Литмир - Электронная Библиотека

Ведерников глубоко вздохнул, покосился наверх, пытаясь в разбегающихся рядах холодного, с общим белым отблеском стекла найти свое окно, – и не нашел. Нехотя он потащил из утробно нагретого кармана то, что давно там мусолил, так что водяные знаки, казалось, перешли в капиллярные узоры на влажных пальцах. Эту вкусную, широкую купюру в двести евро он, закрываясь спиной от нервной Лиды, все бившей рыльцем пылесоса в какой-то угол, утром отделил от толстенькой пачки, спрятанной, вместе с другими такими же приятными толстушками, в комоде под бельем. Это был болезненный поступок: Ведерников словно вырвал страницу из непочатого календаря, относившегося к какому-то далекому будущему году, – и тем нарушил ход вещей, травмировал все деньги, заботливо запеленутые в ветхую простынку. Но что он мог еще? Молча он протянул купюру конспиративно покосившемуся Диме Александровичу, надеясь, что Лида не такая зоркая, чтобы сверху разглядеть манипуляцию, подмену мужского поступка презренным эквивалентом. На счастье, стоило Диме Александровичу погладить деньги округлым жестом фокусника, и они моментально исчезли из глаз, так что и близкий наблюдатель ничего бы не рассмотрел.

После этого Дима Александрович расслабился, развалился еще вольготнее, отчего сделалось заметно, что мальчик полноват и что со временем молочно-нежный второй подбородок превратится в тугой воротник матерого жира, если юнец не сядет на диету. «С вами приятно иметь дело, – изрек он фразу из какого-то криминального фильма. – А только, если по-честному, я бы на вашем месте забил на Каравая.
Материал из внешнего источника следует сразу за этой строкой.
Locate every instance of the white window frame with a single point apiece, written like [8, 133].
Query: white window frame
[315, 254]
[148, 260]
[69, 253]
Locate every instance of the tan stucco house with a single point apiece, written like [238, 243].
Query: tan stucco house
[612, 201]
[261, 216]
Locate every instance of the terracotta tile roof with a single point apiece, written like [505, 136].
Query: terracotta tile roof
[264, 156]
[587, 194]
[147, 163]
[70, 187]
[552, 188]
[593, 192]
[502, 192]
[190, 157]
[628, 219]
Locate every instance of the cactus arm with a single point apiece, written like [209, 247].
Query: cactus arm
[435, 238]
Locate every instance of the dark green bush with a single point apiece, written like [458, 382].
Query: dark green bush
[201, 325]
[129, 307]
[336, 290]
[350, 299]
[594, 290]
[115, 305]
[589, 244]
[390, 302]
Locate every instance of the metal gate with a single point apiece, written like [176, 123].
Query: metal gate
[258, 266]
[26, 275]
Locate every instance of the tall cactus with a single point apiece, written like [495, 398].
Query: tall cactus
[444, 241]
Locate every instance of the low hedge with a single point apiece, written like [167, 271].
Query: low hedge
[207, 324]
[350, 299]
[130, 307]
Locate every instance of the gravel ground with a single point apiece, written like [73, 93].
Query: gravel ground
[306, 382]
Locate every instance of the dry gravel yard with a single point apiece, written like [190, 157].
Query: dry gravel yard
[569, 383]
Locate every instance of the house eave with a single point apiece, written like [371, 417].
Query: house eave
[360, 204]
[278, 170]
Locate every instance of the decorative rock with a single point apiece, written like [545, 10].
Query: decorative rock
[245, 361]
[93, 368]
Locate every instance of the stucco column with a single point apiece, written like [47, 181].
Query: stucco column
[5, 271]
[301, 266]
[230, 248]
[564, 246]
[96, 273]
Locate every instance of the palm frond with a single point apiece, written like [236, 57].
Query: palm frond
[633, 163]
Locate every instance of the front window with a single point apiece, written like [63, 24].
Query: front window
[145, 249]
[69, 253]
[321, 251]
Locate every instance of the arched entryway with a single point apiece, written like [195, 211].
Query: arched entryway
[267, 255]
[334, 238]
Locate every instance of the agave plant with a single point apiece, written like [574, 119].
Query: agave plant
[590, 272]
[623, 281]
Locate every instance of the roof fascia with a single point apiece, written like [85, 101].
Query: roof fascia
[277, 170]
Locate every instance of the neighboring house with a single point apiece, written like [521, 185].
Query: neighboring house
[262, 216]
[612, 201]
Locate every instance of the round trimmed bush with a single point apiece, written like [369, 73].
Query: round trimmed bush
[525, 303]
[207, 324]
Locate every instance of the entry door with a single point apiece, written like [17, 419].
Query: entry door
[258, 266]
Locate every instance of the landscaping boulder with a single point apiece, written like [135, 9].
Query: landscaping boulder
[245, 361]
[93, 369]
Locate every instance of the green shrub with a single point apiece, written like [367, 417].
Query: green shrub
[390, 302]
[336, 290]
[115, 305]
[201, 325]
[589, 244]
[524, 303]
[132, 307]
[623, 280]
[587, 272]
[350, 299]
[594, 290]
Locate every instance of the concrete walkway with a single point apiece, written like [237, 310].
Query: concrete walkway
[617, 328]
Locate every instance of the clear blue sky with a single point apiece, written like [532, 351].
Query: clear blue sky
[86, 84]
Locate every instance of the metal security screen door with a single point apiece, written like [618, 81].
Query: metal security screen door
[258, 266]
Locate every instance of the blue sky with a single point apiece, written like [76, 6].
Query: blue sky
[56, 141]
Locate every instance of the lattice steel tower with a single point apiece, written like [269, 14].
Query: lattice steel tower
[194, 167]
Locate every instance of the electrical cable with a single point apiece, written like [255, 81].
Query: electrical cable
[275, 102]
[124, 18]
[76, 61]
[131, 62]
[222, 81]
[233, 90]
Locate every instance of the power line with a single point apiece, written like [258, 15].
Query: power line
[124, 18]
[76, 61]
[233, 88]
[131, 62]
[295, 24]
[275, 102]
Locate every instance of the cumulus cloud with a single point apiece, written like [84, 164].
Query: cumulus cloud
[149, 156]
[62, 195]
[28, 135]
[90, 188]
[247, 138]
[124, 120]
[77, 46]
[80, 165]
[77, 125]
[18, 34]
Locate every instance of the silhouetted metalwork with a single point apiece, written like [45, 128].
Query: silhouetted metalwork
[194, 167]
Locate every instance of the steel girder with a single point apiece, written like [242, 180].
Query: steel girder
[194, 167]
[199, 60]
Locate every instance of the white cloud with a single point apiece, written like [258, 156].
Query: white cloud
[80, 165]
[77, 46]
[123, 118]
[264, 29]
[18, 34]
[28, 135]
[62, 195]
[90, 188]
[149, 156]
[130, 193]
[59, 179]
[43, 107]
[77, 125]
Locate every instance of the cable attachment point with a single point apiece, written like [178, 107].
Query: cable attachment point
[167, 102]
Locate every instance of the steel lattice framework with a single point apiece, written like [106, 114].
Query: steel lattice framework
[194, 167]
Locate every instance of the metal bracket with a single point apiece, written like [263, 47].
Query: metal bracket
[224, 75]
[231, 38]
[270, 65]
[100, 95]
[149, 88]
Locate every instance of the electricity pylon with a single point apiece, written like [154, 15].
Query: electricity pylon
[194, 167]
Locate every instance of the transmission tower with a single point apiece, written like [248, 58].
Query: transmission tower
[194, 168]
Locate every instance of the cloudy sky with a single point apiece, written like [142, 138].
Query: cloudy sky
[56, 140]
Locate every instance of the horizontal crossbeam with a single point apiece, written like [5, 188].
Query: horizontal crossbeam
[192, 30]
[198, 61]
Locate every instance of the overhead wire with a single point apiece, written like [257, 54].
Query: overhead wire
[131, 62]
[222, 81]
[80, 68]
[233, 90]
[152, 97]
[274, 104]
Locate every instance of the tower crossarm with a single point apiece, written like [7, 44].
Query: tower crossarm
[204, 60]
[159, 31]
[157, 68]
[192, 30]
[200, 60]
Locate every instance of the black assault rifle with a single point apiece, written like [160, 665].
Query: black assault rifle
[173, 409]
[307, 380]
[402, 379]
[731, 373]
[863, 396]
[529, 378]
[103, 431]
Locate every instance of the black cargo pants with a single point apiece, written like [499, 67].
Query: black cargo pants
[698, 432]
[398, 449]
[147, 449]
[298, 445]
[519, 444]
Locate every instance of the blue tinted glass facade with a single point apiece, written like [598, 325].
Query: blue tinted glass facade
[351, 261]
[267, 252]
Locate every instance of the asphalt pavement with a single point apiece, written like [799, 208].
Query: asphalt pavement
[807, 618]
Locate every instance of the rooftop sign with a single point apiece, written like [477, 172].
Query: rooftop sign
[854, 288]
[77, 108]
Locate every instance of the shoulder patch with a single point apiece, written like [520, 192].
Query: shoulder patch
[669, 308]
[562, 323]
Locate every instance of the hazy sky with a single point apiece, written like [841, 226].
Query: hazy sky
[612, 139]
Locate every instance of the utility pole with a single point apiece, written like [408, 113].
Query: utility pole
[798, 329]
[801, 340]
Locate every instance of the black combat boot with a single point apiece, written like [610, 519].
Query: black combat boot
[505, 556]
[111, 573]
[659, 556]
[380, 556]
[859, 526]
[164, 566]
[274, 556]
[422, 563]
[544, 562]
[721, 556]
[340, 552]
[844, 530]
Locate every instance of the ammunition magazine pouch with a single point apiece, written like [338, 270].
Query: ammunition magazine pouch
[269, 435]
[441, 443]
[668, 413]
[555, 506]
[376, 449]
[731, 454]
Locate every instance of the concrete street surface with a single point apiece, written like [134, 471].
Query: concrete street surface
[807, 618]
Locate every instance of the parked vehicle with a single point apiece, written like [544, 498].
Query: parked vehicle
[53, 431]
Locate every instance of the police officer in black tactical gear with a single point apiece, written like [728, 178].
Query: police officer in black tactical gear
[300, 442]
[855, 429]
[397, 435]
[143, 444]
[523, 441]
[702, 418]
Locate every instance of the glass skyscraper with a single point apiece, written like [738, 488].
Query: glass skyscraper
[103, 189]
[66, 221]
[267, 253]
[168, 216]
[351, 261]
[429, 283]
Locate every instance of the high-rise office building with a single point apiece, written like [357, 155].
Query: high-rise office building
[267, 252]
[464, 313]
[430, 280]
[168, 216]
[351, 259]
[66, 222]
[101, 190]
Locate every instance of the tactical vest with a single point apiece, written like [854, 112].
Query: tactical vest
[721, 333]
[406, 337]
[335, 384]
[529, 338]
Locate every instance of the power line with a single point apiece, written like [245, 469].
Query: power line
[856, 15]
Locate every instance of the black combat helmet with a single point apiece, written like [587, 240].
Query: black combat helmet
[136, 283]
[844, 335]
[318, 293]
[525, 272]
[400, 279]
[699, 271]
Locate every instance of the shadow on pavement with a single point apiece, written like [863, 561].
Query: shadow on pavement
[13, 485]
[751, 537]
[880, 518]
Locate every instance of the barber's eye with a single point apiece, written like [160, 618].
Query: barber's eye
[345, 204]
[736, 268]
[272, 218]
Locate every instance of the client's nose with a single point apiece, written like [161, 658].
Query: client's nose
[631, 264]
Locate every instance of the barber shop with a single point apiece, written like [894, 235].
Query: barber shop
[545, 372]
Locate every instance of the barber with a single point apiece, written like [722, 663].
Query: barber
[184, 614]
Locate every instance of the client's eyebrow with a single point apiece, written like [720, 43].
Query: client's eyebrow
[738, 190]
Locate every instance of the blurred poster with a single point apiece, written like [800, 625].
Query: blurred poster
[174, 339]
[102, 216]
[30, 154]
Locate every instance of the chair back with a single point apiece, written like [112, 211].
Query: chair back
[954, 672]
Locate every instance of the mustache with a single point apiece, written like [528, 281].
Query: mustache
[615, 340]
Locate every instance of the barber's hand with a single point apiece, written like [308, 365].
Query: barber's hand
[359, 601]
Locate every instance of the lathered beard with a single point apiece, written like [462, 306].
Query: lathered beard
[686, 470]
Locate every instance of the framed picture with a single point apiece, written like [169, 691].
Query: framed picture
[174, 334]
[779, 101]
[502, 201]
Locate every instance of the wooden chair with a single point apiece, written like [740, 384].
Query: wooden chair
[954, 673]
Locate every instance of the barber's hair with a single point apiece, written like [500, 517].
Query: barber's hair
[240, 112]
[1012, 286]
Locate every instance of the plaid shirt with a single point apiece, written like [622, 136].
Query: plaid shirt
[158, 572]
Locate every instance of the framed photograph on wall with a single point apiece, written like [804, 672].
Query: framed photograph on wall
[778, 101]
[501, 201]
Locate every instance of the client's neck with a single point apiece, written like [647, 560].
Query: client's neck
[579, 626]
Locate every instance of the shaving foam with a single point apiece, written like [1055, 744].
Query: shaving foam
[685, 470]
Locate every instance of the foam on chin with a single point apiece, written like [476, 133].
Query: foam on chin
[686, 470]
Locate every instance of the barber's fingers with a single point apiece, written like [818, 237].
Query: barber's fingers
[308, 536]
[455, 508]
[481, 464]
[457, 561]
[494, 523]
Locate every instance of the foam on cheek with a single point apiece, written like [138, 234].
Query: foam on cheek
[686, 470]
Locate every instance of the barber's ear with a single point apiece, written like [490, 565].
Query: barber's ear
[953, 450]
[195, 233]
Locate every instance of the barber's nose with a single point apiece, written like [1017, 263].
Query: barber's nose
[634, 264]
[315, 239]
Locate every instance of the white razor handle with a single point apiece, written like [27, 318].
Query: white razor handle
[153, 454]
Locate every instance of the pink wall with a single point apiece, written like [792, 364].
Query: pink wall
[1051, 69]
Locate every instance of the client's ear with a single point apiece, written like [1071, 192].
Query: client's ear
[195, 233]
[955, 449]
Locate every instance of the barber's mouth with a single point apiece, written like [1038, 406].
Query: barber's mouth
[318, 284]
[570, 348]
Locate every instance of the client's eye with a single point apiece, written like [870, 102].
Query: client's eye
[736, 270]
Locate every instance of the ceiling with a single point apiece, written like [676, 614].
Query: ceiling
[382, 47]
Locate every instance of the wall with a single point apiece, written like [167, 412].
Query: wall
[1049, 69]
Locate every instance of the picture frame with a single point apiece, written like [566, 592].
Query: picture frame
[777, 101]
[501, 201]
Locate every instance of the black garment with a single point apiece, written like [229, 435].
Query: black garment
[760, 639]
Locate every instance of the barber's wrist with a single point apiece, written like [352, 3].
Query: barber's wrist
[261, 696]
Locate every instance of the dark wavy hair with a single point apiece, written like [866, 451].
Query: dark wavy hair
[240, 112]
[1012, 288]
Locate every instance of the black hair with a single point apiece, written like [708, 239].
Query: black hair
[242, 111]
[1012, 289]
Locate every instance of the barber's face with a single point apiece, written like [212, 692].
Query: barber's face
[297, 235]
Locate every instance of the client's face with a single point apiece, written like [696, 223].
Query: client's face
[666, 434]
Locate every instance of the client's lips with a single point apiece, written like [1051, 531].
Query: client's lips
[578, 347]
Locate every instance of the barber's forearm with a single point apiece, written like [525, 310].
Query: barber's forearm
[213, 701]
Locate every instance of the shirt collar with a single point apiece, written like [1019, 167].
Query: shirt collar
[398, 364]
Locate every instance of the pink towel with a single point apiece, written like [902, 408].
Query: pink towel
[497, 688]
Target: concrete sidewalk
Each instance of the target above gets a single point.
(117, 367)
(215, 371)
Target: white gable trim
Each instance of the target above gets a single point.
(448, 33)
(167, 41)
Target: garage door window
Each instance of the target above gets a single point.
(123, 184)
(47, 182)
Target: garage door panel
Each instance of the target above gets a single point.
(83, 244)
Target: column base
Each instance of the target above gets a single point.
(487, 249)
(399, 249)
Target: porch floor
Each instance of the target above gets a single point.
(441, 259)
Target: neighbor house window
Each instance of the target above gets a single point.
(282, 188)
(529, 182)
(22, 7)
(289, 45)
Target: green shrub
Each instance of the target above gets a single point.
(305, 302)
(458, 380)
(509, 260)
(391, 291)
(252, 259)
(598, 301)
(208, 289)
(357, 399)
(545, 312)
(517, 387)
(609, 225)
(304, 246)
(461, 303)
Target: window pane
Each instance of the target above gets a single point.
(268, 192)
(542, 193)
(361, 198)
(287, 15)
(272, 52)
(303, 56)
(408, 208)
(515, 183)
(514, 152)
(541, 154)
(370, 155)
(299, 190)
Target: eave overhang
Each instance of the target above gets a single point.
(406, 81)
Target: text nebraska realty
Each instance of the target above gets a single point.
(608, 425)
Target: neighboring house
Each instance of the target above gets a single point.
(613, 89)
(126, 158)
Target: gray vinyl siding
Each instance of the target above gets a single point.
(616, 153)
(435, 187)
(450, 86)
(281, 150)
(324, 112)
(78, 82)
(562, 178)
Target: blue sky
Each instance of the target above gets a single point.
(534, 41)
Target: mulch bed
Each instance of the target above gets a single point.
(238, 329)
Чего вам урода воспитывать? Он маньяк, реально. Ему самое место в морге со жмурами, типа санитара, или закроют его, вот и будет вам весь ваш подвиг. Ладно, окей, пацаны его больше не тронут, а вам от чистого сердца мой бесплатный совет». С этими словами Дима Александрович всем колыхнувшимся телом оттолкнул себя от скамьи и пошел в сторону арки, на ходу застегивая трепещущий под ветром пузырь ветровки. Продрогший Ведерников тоже кое-как поднялся, преодолевая крен и кружение снега, голых ветвей.

«Ну что, как? – встретила его Лида, растрепанная, в одном тапке. – Ты им приказал, пригрозил?!» Должно быть, она, наблюдая из ложи, обрыдалась над пьесой, глаза ее, набрякшие, в размазанной косметике, напоминали чудовищные фиалки. «Все, больше к Жене не будут приставать», – устало произнес Ведерников, а сам подумал: что же я такое творю?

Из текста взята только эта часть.